Principal Component Analysis
PCA is a technique used for dimensionality reduction and feature extraction by transforming the original dataset into a new set of linearly uncorrelated variables called principal components. The first principal component has the highest variance and each subsequent component has the highest variance under the constraint of being orthogonal to the previous components.
The number of principal components to keep is usually determined by the amount of variance explained by each component. In this case, n_components=2 is specified, which means the data is transformed into a new two-dimensional space spanned by the first two principal components.
The transformed data is visualized using a scatter plot, where the x-axis corresponds to the first principal component and the y-axis corresponds to the second principal component.

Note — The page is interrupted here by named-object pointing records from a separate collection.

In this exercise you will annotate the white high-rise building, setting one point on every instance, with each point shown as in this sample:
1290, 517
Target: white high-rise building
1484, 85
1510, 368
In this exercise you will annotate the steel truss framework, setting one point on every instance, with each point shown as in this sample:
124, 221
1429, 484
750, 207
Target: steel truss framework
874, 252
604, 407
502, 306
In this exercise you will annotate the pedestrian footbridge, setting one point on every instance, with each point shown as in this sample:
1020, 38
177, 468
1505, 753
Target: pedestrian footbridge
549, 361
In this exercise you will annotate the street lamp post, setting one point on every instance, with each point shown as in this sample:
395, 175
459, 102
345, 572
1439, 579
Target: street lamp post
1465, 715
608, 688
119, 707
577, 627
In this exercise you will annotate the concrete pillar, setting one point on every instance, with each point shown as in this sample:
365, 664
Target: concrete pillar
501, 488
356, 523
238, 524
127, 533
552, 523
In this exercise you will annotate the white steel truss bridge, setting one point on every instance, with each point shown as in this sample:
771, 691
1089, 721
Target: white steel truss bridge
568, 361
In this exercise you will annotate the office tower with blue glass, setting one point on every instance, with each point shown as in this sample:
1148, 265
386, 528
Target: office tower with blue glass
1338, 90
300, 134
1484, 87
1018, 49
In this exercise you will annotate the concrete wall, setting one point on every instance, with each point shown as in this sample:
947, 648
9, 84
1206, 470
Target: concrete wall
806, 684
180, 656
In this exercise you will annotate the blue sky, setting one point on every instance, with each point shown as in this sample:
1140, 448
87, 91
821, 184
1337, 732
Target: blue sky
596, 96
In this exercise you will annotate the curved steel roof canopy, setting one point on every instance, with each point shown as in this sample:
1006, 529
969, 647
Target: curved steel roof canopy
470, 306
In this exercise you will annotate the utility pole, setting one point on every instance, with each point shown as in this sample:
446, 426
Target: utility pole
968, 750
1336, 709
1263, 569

The plot shows how the data is distributed in the new two-dimensional space.
Preprocessing
This code loads the dataset from the df DataFrame and preprocesses the data for the principal component analysis (PCA).
It drops the 'datetime', 'srcstr', 'localeabbr', 'time', 'hour', and 'postalcode' columns from the dataset as they are not useful for the analysis.
It also encodes the categorical variables using LabelEncoder() from the sklearn.preprocessing module.
The resulting dataset containing only the features is stored in the X DataFrame.
Finally, it drops the rows containing null values using the dropna() method and returns the first few rows of the processed dataset using the head() method.


In [1]:
import pandas as pd
from sklearn.preprocessing import StandardScaler
from sklearn.decomposition import PCA
import matplotlib.pyplot as plt

# Load the dataset
d = df
d = d.drop('datetime', axis=1)

from sklearn import preprocessing
le = preprocessing.LabelEncoder()

d.host = le.fit_transform(d.host)
d.proto = le.fit_transform(d.proto)
d.cc = le.fit_transform(d.cc)
d.country = le.fit_transform(d.country)
d.locale = le.fit_transform(d.locale)
d.month = le.fit_transform(d.month)

# Separate the features from the target variable
d = d.drop('srcstr', axis=1)
d = d.drop('localeabbr', axis=1)
d = d.drop('time', axis=1)
d = d.drop('hour', axis=1)
d = d.drop('postalcode', axis=1)
X = d
X=X.dropna()
X.head()

NameError: name 'df' is not defined

In [None]:
X.isnull().sum()

In [None]:
# Standardize the feature values
scaler = StandardScaler()
X_scaled = scaler.fit_transform(X)

# Perform PCA
pca = PCA(n_components=2)
X_pca = pca.fit_transform(X_scaled)

# Visualize the transformed data
plt.scatter(X_pca[:, 0], X_pca[:, 1])
plt.xlabel('Principal Component 1')
plt.ylabel('Principal Component 2')
plt.show()

In [None]:
t = df
t = t.drop('datetime', axis=1)
t = t.drop('srcstr', axis=1)
t = t.drop('localeabbr', axis=1)
t = t.drop('time', axis=1)
t = t.drop('hour', axis=1)
t = t.drop('postalcode', axis=1)

from sklearn import preprocessing
le = preprocessing.LabelEncoder()

t.host = le.fit_transform(t.host)
t.proto = le.fit_transform(t.proto)
t.cc = le.fit_transform(t.cc)
t.locale = le.fit_transform(t.locale)
t.month = le.fit_transform(t.month)
t = t.dropna()
t.head()

This code first imports the required libraries for performing PCA visualization and 3D plot visualization.
Then, it selects the columns spt, dpt, latitude, and longitude for PCA visualization from the dataframe t.
The selected columns are standardized using StandardScaler(), and PCA is performed on them with 2 components using PCA(n_components=2).
Another PCA is performed with 3 components using PCA(n_components=3) for 3D plot visualization.
The unique values of the country column are identified and a color map is created using the plt.cm.get_cmap() function.
The transformed data is then plotted using scatter plot with each data point colored based on its corresponding country value.
Finally, the plot labels, title, legends, and colorbar are set using the set_xlabel(), set_ylabel(), set_title(), legend(), and colorbar() functions of the matplotlib.pyplot library.
The resulting plot is displayed using the plt.show() function.

In [None]:
import pandas as pd
from sklearn.preprocessing import StandardScaler
from sklearn.decomposition import PCA
import matplotlib.pyplot as plt
from mpl_toolkits.mplot3d import Axes3D

# Select the columns for PCA visualization
columns = ['host','spt', 'dpt', 'latitude', 'longitude']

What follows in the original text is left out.